Der Bundesverband der Frauenärzte hält allerdings wenig von diesem „Hormon-Bashing“. „Einzelmeinungen medizinischer Laien spiegeln nicht immer die umfassenden wissenschaftlichen Erkenntnisse und Errungenschaften wider, eigene Erfahrungen sind oft nicht übertragbar“, heißt es beim Verband. Bei Verhütungsfragen sei es unerlässlich – unabhängig, ob hormonell oder nicht hormonell –, die medizinisch fundierte und objektive Beratung bei einer Gynäkologin oder einem Gynäkologen wahrzunehmen.

Pille abgesetzt - und dann?

„Meine Ärztin war verwundert, als ich sagte, dass ich die Pille absetze“, sagt Nathalie Hansmann. „Doch ich wollte wissen, wie mein Körper wirklich tickt, statt einem externen Taktgeber zu folgen.“ Das erste halbe Jahr „danach“ war jedoch alles andere als schön. „Ich bekam Haarausfall, unreinere Haut und der Zyklus war vollkommen durcheinander. Ich finde es heftig, was da im Körper vorher gewirkt haben muss.“ Nun habe sich vieles eingepegelt. „Ich fühle mich freier, nehme bewusster die monatlichen Veränderungen in mir wahr“, so die 22-Jährige. Das heißt aber auch: mehr zyklusabhängige Launen, stärkere Regel inklusive mehr Schmerzen als vorher. „Ich möchte dennoch keinesfalls mehr hormonell verhüten“, ist sich Hansmann sicher. Also keine Hormonspirale, kein Hormonpflaster, kein Vaginalring. „Der Sicherheit wegen nutze ich Kondome.“ Die wieder beliebteren Gummis sind immerhin das einzige Kontrazeptivum, das zwei Dinge kann: Schwangerschaften verhindern und vor Geschlechtskrankheiten schützen.

Hormonfreie Verhütungsmethoden

Die Zuverlässigkeit eines Verhütungsmittels wird mit dem Pearl-Index angegeben. Er zeigt, wie viele Schwangerschaften trotz des angewandten Kontrazeptivums eingetreten sind.

  • Kondome haben einen Pearl-Index von 2 bis 12. Sie kosten 0,15 bis 1,20 Euro pro Stück (Latex), ab 1,20 Euro gibt es latexfreie.
  • Die Kupferspirale kommt auf einen Pearl-Index von 0,3 bis 0,8. Sie kostet 120 bis 250 Euro inklusive Einlage für fünf bis zehn Jahre Verhütungsschutz.
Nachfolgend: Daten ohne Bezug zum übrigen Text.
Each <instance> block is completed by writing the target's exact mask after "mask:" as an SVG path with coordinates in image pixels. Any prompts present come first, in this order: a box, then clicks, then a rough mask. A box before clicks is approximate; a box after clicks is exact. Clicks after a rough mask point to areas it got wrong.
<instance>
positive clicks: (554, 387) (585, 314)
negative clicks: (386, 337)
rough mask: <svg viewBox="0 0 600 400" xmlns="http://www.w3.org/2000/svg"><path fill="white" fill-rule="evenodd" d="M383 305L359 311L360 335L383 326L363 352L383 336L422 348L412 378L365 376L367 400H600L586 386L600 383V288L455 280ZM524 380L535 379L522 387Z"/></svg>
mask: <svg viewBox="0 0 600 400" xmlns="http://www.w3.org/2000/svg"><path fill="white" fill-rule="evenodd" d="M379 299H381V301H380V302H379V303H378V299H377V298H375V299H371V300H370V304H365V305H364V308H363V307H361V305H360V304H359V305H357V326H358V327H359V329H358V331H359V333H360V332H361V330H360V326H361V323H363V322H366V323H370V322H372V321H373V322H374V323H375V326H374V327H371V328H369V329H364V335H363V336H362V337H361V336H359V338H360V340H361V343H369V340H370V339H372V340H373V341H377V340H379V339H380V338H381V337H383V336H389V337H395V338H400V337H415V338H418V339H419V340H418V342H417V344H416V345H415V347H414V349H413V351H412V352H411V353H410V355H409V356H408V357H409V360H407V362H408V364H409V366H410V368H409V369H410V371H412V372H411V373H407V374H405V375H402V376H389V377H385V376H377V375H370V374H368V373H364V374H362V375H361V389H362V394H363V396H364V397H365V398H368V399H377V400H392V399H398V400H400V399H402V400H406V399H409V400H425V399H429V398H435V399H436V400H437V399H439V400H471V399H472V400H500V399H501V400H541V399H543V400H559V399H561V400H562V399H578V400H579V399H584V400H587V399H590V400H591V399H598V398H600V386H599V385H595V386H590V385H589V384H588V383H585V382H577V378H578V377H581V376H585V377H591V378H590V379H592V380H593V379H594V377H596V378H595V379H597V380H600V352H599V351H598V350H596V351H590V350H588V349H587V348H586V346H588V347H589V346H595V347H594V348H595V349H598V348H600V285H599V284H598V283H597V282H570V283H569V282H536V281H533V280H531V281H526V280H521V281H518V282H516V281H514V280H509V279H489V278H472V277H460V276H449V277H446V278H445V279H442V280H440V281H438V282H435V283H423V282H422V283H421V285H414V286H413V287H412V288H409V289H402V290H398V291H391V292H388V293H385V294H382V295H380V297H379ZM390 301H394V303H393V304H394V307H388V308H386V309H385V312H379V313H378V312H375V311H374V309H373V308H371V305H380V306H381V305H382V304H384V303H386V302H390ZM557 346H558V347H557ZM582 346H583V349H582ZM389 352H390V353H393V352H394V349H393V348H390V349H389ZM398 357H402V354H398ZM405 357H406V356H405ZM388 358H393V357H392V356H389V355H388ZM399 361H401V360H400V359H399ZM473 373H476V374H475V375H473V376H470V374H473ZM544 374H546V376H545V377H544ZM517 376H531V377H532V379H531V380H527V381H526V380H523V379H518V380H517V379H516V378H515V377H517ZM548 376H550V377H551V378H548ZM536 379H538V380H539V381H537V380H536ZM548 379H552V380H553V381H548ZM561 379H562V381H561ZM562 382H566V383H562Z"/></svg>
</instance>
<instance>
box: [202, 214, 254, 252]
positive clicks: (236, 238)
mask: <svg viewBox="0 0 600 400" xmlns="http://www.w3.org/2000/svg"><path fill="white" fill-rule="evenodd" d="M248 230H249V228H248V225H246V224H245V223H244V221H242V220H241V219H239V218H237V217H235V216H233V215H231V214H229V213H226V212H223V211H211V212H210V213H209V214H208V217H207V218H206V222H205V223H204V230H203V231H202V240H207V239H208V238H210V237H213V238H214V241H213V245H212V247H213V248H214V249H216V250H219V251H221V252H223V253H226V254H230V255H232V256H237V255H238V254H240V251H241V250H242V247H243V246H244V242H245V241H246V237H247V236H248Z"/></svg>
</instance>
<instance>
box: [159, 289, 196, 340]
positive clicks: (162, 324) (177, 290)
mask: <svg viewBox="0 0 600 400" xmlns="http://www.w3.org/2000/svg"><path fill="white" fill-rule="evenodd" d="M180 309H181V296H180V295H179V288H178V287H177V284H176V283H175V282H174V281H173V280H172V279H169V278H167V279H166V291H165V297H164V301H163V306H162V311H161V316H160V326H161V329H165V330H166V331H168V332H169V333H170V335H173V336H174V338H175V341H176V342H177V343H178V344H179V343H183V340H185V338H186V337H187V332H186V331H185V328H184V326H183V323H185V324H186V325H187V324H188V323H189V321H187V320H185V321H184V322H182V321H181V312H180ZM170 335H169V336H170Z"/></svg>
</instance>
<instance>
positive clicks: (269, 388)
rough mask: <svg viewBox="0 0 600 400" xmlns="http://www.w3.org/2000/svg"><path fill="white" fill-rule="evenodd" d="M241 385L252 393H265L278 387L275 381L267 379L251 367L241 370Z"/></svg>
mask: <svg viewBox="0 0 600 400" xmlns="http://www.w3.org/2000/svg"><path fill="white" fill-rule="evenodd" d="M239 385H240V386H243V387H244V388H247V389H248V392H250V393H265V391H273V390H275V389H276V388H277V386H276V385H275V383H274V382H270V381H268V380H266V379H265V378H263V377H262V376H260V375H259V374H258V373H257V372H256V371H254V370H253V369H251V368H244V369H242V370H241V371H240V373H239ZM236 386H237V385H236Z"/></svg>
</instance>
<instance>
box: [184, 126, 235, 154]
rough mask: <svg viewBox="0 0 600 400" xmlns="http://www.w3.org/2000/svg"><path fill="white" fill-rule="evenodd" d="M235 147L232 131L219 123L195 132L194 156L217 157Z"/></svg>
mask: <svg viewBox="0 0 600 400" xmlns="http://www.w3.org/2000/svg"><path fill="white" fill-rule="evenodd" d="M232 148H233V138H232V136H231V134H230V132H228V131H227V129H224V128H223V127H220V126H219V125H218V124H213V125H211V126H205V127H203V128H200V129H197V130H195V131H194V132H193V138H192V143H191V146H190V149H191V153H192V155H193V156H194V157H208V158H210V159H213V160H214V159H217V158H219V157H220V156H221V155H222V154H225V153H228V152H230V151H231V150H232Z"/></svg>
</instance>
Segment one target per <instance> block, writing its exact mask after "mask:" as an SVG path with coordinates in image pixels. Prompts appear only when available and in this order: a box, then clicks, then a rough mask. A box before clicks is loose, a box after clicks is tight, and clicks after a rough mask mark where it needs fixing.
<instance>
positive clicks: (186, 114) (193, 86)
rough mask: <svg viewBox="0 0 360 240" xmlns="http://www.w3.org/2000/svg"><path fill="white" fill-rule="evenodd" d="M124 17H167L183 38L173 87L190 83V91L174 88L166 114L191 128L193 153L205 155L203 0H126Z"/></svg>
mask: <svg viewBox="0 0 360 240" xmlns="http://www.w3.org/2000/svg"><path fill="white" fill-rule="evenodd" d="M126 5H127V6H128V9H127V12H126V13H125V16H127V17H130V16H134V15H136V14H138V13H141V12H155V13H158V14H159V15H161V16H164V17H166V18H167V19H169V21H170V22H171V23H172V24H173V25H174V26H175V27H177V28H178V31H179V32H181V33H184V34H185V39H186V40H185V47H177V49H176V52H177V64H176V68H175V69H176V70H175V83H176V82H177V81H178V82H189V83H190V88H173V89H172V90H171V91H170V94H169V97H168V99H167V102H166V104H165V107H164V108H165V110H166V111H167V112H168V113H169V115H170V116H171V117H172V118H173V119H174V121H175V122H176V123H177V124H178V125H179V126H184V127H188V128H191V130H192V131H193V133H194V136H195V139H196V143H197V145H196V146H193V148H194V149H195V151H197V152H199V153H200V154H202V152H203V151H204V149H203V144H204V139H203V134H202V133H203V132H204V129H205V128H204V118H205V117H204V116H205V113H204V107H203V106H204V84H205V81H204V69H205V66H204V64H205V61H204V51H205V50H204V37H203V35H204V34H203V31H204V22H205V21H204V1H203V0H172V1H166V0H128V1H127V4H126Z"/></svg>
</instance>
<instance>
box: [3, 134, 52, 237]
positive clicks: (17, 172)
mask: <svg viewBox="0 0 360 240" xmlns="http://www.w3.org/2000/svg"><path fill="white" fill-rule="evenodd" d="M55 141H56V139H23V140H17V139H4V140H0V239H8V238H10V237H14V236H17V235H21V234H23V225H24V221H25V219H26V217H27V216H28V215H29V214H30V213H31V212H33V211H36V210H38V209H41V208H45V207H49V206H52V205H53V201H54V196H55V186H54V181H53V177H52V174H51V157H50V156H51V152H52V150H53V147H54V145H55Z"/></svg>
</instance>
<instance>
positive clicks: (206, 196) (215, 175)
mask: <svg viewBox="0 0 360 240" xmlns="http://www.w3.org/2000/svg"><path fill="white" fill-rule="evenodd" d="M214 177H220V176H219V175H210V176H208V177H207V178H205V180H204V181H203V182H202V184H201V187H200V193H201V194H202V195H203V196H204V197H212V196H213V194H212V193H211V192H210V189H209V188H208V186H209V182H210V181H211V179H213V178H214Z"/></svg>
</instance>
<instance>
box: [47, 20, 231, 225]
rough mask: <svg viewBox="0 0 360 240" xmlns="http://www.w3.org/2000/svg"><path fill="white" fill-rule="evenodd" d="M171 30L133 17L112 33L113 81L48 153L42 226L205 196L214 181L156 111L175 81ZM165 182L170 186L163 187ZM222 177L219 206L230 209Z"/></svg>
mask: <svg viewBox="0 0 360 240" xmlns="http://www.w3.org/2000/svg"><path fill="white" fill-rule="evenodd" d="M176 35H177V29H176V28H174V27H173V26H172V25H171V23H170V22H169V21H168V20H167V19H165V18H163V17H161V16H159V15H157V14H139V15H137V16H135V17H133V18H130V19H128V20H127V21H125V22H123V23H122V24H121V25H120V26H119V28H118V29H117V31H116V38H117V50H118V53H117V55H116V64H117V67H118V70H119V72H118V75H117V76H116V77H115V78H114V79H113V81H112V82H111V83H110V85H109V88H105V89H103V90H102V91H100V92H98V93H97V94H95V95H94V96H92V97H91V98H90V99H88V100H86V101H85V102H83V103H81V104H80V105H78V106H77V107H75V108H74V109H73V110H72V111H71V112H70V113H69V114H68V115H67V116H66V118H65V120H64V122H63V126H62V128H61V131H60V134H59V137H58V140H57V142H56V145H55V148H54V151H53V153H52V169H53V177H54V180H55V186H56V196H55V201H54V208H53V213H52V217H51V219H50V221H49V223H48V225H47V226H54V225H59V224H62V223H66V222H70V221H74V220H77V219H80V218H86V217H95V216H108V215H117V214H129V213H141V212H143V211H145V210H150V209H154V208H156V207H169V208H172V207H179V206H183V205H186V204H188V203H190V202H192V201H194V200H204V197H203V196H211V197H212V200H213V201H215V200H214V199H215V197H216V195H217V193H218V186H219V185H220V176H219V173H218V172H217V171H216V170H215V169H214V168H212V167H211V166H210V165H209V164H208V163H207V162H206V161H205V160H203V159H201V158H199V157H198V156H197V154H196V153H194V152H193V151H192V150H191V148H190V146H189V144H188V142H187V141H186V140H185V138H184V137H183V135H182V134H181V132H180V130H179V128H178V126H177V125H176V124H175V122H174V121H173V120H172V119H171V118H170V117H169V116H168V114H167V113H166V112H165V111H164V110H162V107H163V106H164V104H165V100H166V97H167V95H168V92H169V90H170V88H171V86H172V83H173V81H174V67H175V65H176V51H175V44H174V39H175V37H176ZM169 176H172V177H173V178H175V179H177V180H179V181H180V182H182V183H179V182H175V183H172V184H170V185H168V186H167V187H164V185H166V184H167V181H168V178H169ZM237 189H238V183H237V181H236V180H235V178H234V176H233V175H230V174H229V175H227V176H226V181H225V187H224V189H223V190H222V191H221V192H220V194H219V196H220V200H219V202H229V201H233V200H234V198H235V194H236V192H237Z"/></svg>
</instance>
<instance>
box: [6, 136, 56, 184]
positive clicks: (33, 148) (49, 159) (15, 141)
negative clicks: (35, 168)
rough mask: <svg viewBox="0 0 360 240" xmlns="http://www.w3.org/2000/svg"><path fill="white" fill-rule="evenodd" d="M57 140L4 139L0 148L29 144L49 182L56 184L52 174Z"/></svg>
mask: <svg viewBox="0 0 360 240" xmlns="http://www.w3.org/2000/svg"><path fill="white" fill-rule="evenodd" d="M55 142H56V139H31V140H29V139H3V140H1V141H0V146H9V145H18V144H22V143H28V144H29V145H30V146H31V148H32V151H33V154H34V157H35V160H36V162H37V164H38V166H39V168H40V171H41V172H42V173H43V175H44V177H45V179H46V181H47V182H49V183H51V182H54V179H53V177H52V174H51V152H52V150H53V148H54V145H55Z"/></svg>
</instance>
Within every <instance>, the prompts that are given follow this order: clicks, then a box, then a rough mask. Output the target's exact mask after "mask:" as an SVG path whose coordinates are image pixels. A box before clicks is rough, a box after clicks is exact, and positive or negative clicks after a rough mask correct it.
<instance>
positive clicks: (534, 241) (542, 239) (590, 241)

Die richtige Lage muss alle sechs bis zwölf Monate für bis zu 40 Euro beim Gynäkologen überprüft werden.
  • Das Diaphragma hat einen Pearl-Index von 1 bis 20, allerdings nur in Kombination mit einem Verhütungsgel. Es kostet 39,95 bis 59,90 Euro plus Verhütungsgel für 9,60 bis 54,98 Euro.
  • Der Zykluskalender hat einen Pearl-Index von 9. Apps gibt für gratis oder für bis zu drei Euro pro Monat, Thermometer ab 7,95 Euro und Zykluscomputer für 169 Euro bis 545 Euro.
  • Die Temperatur- oder symptothermale Methode hat einen Pearl-Index von 0,8 bis 3, vorausgesetzt, die Messung der Körpertemperatur wird sehr exakt durchgeführt. Thermometer kosten zwischen 9 und 150 Euro.